21 Feb 2023

Naomi Ballantyne: A lifetime in life insurance

From Nine To Noon, 10:10 am on 21 February 2023

As the managing director of our biggest insurance company, Naomi Ballantyne believes that she does good for New Zealanders even though many of us think insurance policies are a "major ripoff".

"I just hope the people who choose not to insure 'cause they think all of those things never have to experience the desperation that [comes] when bad things happen and they can't financially get out of it," she tells Susie Ferguson.

Naomi Ballantyne - founder/chief executive of the life insurance company Partners Life

Naomi Ballantyne - founder/chief executive of the life insurance company Partners Life Photo: Bruce Jarvis

Growing up poor on Auckland's North Shore with a Samoan/ Tongan mother, a Canadian father and four siblings, there was no talk of insurance because the family didn't have it,  Ballantyne says.

She learnt about the industry herself after taking a job as a management trainee in her early 20s. At 24, she was the founding employee of Sovereign Insurance and 12 years ago founded Partners Life.

Now the largest insurance company in New Zealand, Partners Life was sold to Japanese life insurance company Dai-ichi Life for NZ$1 billion last year.

As a successful start-up, Partners Life was ready to move beyond New Zealand, she says, and the timing of Dai-ichi Life's offer was "like manna from heaven".

In 2023, New Zealand's life insurance companies have many women in senior positions, but that wasn't the case when Ballantyne first got into the game.

As a young woman in the "very old-school and male-dominated" insurance sector of the 1990s, she was told New Zealand didn't need a new life insurance company – and that she didn't "look the part" of a business leader anyway.

"As a young woman growing up as a tomboy I thought it was me [and that] I didn't know how to dress appropriately… It nearly did my head in, honestly. I got very depressed about it.

"It took another woman, an image consultant, to go 'honey, there's nothing wrong with you' [and then] for me to go 'oh it's not actually the way I'm dressing.

"As with anything in life, there are pockets of people who still behave that way but I don't think as an industry we behave that way at all."
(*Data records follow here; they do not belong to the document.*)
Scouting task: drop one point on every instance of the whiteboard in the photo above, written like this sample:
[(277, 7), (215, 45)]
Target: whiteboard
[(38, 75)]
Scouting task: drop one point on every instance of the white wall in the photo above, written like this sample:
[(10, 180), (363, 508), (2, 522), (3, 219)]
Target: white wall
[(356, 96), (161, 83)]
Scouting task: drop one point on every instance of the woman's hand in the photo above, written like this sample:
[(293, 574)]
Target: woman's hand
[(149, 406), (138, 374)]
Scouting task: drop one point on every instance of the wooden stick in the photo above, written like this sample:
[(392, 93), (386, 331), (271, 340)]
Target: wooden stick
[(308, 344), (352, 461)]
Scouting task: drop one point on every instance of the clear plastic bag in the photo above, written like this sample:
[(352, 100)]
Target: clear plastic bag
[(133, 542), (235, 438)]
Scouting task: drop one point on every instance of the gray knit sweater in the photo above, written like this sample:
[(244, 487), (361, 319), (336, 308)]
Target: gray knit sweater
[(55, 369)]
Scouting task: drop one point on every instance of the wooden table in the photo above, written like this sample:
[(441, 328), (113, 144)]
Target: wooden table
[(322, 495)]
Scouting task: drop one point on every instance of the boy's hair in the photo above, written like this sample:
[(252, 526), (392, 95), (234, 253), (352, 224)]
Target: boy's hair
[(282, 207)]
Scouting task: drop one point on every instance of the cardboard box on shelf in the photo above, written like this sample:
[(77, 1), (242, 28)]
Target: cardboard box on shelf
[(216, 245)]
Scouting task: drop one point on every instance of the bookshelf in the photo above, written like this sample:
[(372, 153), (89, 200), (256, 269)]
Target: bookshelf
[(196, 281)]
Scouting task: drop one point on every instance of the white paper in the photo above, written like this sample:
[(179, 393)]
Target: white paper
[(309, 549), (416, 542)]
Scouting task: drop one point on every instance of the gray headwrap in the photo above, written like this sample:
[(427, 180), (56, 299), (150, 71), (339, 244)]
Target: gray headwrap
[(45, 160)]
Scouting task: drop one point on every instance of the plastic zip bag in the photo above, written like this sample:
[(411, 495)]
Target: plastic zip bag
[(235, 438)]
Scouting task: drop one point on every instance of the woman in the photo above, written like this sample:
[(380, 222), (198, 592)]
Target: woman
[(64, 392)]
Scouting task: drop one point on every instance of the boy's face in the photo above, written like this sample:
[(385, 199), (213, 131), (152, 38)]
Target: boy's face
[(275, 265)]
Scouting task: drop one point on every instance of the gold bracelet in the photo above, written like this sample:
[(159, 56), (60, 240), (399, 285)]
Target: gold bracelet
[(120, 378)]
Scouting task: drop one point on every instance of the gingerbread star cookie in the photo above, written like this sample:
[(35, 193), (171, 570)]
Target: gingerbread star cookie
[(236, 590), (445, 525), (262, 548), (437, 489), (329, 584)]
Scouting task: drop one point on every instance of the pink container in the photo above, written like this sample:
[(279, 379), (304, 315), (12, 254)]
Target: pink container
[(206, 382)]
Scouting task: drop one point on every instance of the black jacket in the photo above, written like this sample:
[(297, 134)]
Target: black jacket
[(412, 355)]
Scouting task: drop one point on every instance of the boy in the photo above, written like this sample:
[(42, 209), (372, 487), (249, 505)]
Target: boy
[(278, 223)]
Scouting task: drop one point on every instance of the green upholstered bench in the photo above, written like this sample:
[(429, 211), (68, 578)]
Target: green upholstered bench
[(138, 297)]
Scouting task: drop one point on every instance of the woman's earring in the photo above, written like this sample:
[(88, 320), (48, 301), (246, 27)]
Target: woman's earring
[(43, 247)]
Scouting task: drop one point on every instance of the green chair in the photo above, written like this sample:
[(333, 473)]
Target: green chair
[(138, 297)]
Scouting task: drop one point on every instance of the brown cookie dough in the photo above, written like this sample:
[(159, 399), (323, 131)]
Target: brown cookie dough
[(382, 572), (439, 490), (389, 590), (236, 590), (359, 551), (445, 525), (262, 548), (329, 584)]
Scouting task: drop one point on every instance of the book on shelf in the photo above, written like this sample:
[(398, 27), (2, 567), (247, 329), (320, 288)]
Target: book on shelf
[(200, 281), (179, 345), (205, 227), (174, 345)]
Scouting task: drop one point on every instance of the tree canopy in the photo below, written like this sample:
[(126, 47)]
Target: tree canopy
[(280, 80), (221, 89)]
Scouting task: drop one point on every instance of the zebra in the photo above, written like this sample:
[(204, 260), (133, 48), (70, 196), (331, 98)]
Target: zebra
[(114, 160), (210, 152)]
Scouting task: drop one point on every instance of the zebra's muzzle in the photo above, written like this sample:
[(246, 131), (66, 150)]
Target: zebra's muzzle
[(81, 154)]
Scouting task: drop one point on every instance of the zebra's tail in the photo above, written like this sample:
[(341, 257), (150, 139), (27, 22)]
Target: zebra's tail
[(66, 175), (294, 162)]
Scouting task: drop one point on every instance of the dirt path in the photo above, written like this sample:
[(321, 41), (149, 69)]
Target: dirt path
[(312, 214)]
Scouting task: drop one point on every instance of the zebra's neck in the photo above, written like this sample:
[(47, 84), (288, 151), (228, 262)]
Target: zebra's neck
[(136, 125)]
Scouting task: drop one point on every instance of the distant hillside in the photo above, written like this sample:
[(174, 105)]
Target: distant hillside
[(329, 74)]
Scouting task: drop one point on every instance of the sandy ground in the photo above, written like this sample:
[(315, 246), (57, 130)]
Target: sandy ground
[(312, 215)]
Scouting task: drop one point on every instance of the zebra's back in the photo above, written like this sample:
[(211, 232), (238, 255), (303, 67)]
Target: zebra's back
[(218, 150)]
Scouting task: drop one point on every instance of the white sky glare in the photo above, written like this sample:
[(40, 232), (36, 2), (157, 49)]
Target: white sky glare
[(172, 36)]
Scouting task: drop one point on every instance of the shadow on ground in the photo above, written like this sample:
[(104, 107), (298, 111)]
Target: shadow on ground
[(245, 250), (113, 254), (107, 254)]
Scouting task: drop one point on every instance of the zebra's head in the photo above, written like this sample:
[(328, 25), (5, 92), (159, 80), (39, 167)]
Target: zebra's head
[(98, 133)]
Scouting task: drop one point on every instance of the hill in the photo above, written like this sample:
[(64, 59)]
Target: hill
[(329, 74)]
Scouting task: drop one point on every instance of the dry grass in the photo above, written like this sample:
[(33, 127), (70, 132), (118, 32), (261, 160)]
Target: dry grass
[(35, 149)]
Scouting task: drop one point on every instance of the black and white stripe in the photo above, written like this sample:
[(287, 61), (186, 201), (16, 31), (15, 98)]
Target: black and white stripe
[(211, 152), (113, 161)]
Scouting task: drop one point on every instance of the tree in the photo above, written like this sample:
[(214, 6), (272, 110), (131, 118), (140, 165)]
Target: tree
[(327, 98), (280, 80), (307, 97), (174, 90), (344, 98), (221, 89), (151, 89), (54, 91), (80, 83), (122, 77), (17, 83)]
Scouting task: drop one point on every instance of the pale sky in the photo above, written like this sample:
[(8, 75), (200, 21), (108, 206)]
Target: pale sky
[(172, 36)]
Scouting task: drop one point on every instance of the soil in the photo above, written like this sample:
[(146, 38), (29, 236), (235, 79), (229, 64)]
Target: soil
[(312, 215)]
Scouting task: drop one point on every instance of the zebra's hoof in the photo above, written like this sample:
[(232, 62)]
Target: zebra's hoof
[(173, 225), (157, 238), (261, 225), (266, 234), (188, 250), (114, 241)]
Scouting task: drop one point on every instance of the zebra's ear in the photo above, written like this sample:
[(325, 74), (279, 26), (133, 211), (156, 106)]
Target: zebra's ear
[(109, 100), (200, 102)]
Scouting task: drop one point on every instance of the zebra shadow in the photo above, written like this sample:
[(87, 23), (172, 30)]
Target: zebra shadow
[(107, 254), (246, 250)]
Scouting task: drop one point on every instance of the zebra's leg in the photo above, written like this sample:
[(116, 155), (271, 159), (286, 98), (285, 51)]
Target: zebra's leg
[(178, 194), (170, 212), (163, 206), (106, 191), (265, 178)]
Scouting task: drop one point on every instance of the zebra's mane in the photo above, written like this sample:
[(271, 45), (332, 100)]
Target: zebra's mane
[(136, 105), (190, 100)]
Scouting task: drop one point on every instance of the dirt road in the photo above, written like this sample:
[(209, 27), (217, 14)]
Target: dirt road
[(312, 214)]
Ballantyne feels lucky for the example set by her "superhero" mother who cut lawns with a machete, cooked the best food ever and played sports with her kids until her 50s.

"I was extremely fortunate to grow up not thinking girls have a place and they can't do things. That has shaped my whole world.

"I'm lucky enough to be similar to that but she wasn't celebrated for it other than in my heart and head."

In any industry, entrepreneurs are the people willing to try things that haven't been done before with no guarantee that they'll work, she says.

This requires a mixture of confidence and the ability to brave terror.

"There's this confidence that you have to have in yourself to keep going, despite the criticism and mistakes you make.

"On the other hand because no one has ever done it before you have this absolute terror that you are going to make the biggest mistake ever… 

"It's like being torn in half every time you have to make a decision but I think the bravery it takes to make the call is the thing that actually sets entrepreneurs apart."

Ballantyne was impressed when the New Zealand government encouraged people to think about the value of insurance last year via the now-paused income insurance scheme yet the scheme itself was not well-structured, she says.

"For the first time in my whole career the government saying 'insurance is a good thing in these circumstances' is amazing and also that employees should support their employees in that way. That's amazing.

"The structure of the scheme was not amazing. It was really sad to me and the industry… that we do this day and day out and we weren't involved in helping them to understand the cost of [employers offering that insurance].

"For example, employers have to pay FBT [Fringe Benefit Tax] on health and disability schemes for their employees so they don't do that.

"It would have been really easy for the government to say 'we'll take the FBT off that' and that would encourage employers to do the sorts of things they were thinking about doing."

The income insurance scheme was a missed opportunity but Ballantyne is hopeful for further public conversation about the role and value of insurance.

She hears a lot of people complaining about the fact that insurance companies are for-profit but says this is what enables companies like Partners Life to offer their customers long-term security.

People forced to claim on health and life insurance policies are often "desperately, desperately grateful" that financial support is there when they need it, Ballantyne says.